In order to encourage servicers to put borrowers into permanent modifications, Treasury makes incentive payments to servicers for every successful permanent modification. Treasury also makes incentive payments for every successful short sale or deed-in-lieu performed under the Home Affordable Alternatives Program. These incentive payments will be withheld from Bank of America, Chase, and Wells Fargo for second quarter 2011 and could even be permanently withheld if the servicers fail to improve next quarter.
What did these servicers do that was so wrong? We’ve heard the horror stories from homeowners, but Freddie Mac, which handles compliance for HAMP, performed a systematic review of the top 10 largest servicers’ performance and graded them on certain metrics. The metrics include the percentage of HAMP approval decisions that Freddie Mac disagrees with or is unable to determine the servicer’s reasoning, the percent of loans where the servicer’s calculation of the borrower income differs from Freddie Mac’s by more than five percent, and effectiveness of internal quality controls.

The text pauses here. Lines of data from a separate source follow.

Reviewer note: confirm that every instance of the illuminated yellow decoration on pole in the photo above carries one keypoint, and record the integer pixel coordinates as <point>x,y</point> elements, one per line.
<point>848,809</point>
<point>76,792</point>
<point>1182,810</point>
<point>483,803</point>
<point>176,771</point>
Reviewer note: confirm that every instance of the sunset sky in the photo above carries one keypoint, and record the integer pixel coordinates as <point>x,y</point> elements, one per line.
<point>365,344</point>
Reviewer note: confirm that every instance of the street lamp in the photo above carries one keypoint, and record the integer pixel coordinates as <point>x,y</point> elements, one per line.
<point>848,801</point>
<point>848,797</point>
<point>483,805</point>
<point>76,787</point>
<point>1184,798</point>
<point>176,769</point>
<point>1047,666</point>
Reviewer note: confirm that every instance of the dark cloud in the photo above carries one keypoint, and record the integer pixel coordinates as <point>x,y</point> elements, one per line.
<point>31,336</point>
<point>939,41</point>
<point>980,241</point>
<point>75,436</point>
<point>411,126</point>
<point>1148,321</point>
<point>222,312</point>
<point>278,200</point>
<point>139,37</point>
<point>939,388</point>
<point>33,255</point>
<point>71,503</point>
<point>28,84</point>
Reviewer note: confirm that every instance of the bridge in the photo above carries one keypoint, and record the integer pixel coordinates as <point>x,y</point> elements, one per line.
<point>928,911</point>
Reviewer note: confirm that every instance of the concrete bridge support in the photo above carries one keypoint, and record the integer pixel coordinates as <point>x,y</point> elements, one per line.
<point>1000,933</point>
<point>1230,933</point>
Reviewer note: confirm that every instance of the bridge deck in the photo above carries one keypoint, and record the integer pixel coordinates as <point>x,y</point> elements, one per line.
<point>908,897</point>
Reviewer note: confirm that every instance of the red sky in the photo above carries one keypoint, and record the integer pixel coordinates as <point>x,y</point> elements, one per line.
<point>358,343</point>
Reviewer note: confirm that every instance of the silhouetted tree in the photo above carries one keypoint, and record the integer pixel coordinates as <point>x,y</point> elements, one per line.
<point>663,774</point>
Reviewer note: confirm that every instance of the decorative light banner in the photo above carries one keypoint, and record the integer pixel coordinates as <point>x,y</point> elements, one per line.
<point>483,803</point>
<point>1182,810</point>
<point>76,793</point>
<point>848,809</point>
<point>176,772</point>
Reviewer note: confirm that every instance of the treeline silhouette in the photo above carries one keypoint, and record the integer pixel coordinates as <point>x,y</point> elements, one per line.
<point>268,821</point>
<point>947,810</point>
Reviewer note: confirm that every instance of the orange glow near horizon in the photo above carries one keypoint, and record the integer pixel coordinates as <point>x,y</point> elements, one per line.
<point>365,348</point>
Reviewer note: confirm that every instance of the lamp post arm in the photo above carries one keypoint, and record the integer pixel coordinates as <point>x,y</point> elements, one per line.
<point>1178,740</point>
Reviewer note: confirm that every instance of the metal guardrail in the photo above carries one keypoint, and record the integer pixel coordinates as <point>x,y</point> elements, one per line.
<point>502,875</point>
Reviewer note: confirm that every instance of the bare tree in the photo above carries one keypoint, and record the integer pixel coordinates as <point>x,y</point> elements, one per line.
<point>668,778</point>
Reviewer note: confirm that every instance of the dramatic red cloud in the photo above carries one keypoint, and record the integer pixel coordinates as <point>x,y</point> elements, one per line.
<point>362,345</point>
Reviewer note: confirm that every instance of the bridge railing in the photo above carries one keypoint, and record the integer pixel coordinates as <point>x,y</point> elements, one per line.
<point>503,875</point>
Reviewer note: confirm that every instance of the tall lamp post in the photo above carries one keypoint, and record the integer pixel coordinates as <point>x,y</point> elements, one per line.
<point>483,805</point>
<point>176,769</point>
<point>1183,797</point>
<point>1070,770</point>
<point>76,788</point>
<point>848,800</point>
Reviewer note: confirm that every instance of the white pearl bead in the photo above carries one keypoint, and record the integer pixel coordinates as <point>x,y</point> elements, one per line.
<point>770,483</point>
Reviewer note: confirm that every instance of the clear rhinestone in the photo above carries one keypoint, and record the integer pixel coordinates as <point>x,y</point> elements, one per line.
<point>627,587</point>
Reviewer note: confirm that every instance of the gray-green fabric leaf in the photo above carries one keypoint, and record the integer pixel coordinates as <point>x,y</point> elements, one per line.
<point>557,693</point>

The results of the audit, included as part of this month’s HAMP report, are not good. For example, Freddie Mac found that Chase made mistakes calculating the borrowers’ incomes on 31 percent of the loans in the sample, while Wells Fargo made mistakes on 27 percent of the incomes and Bank of America made mistakes calculating 22 percent of the incomes (for reference, Freddie Mac’s benchmark was errors on five percent of loans or less). Income plays an important role in determining whether a borrower is eligible for the program, since mortgage payments must be higher than 31 percent of monthly income in order to qualify. That’s a huge fraction of homeowners who could have been unnecessarily denied the possibility of saving their homes. Additionally, all three banks got low scores for their internal controls for identifying and contacting homeowners, homeowner evaluation and assistance, and program management and reporting.
We hope that the withholding of incentive payments will push servicers to follow HAMP’s guidelines and substantially expand the number of homeowners they are helping. We also encourage Treasury to look for meaningful improvements in these servicers’ processes before restoring the incentive payments.
The result of these poor HAMP practices can be seen in the Chicago area’s underwhelming numbers of modifications. HAMP continues to grow very slowly, with 38,594 active trial and permanent modifications in the region in April 2011, up 2.8 percent from last month’s 37,599.
Trial modifications marked new lows for the fourth month in a row, dropping by 0.62 percent to 6,870 from 6,913 in March. After a slight increase in permanent modifications last month, permanent modification growth cooled off. Chicago region permanent loan modifications rose by 3.38 percent from March to April, compared to 5.52 percent from February to March and 3.4 percent from January to February (see charts A and B).
Nationally, trial modifications dropped faster (-1.04 percent) than they did in the Chicago region (-0.62 percent). Permanent modifications grew at about the same rate in Chicago (3.38 percent) as they did nationally (3.7 percent). Permanent modifications make up 82.2 percent of the Chicago region’s total active modifications, while permanent modifications make up 81.74 percent of total active modifications nationally.